Comrades Marathon and Degrees of Rewards
The world-renowned Comrades Marathon route snakes past the entrance to our church parking lot. Consequently, once a year we seize the opportunity to demonstrate that worship can be experienced with as much gusto on a Saturday evening as on the Lord’s Day. In honor of the marathon, here is a snippet from The Preacher’s Payday which is the introduction to the chapter on degrees of heavenly rewards called “Jeweled Crowns or Just Kudos?”
Since the first race in 1921 the Comrades Marathon has become one of the most famous and prestigious of all ultra-marathons. The grueling 90 km route between Durban and Pietermaritzburg in South Africa makes winning the race a coveted achievement for runners from all over the world. But there are many ways to “win” the Comrades Marathon.
You could win it five hours and 24 minutes, like Leonid Shvetsov did in 2008, setting the world record. You could win it more times than anyone else, like Bruce Fordyce did—nine times. You could win by running against people who are not running: the “Bill Rowan Medal” is awarded to everyone who can beat his 1921 winning time of nine hours. And if you beat five times winner Wally Hayward’s time of six hours you get a medal named for him. But you can also win the race by beating the real competition: yourself. It is their own pain and fatigue that most runners are trying to conquer, not the person in front of them. It is a challenge of body and mind. And so the awards reflect this.
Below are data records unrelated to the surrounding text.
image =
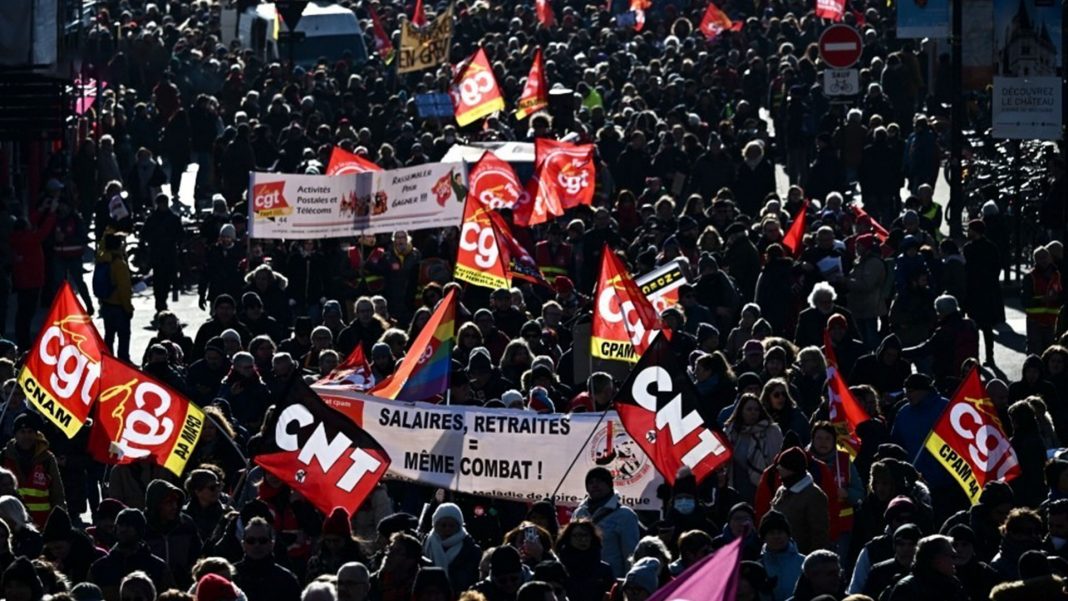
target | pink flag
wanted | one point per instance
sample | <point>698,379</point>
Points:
<point>712,579</point>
Most races award a gold medal for first place, silver and bronze for second and third places, and everyone else gets a pat on the back. The organizers of the Comrades Marathon, however, realize there is more to this race than coming first. Everyone who finishes within the 12 hour limit gets a medal. And as agonizing as the challenge, that medal will outlast the memory of your pain and fatigue.
Likewise the Bēma judgment is not about being compared to other believers. It is only about what you have done with what you have been given. Right now your station in life is largely arbitrary. If you are born into a rural African village setting to parents who have AIDS, your earthly life will look different to one born to a wealthy businessman and his wife the congresswoman. Your power and influence in this life are determined by your birth, your education, your intellect, and various factors that are sometimes out of your direct control. But your station in the eternal life is dependant entirely on you.
You, as a believer, are not judged according to what you do or who you are, but solely by what you do with what God has entrusted to you. Your eternity is affected by the choices you make today, or as the Gladiator said it “What we do in life echoes in eternity!”